One: The scene that needs to choose the master
1: The service has multiple machines, and one of them is used to perform the task. The execution of multiple machines at the same time will cause problems. For example, if the records in the database with the status of failure are taken out and executed again, if multiple machines execute at the same time, it will cause a failed task to be executed by multiple machines at the same time.

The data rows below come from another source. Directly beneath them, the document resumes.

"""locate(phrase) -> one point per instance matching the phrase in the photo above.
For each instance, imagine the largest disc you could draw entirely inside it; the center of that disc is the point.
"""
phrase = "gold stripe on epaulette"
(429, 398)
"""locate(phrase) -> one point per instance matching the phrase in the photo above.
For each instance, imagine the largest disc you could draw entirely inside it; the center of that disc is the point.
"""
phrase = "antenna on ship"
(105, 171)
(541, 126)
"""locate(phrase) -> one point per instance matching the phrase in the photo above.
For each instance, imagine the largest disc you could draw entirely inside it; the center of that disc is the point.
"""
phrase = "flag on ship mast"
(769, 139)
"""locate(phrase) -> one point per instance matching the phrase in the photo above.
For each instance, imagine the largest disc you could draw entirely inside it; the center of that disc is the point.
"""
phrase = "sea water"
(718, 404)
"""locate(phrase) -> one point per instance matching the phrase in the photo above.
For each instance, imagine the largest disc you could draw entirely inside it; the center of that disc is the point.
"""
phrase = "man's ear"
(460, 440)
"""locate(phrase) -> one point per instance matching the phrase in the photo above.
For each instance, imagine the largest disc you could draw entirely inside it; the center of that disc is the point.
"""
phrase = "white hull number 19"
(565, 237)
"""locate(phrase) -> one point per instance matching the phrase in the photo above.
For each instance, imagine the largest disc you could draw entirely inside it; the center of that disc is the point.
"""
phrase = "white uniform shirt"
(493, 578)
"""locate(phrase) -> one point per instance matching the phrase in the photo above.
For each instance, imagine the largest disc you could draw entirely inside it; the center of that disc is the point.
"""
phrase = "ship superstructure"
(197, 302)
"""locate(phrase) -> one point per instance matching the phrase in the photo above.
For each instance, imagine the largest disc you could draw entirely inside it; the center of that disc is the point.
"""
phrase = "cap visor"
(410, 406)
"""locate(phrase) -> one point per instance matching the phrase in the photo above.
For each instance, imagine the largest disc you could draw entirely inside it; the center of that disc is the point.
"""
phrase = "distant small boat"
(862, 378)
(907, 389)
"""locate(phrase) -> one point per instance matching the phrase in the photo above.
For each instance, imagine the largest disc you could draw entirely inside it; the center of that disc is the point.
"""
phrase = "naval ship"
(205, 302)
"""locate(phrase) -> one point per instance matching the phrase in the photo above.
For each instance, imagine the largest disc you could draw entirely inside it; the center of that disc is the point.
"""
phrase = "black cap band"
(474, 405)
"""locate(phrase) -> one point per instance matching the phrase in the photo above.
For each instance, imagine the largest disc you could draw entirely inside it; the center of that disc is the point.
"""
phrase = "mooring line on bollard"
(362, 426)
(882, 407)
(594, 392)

2: There are multiple machines in the service, choose one of them as the master, the master is responsible for the distribution of tasks, and everyone consumes and processes tasks together. Or take out the failed records in the database and re-execute them. Since one machine may not be able to handle it, multiple machines are required to process it together. At this time, the main machine is responsible for finding the failed records from the database and writing them into the message queue. Other machines consume the tasks in the queue together and process the failed records.
Two: choose the master
According to the master selection scenario above, we can actually pick one randomly from multiple machines, which is much simpler than the master selection algorithm of raft. We can even specify a machine in the configuration file, and only this machine performs related functions, and other machines do not. If it is a fixed number of machines, and one machine can fulfill our needs, this is actually fine. If the machine is not fixed and cannot be processed by a single machine, the configuration file method is not suitable.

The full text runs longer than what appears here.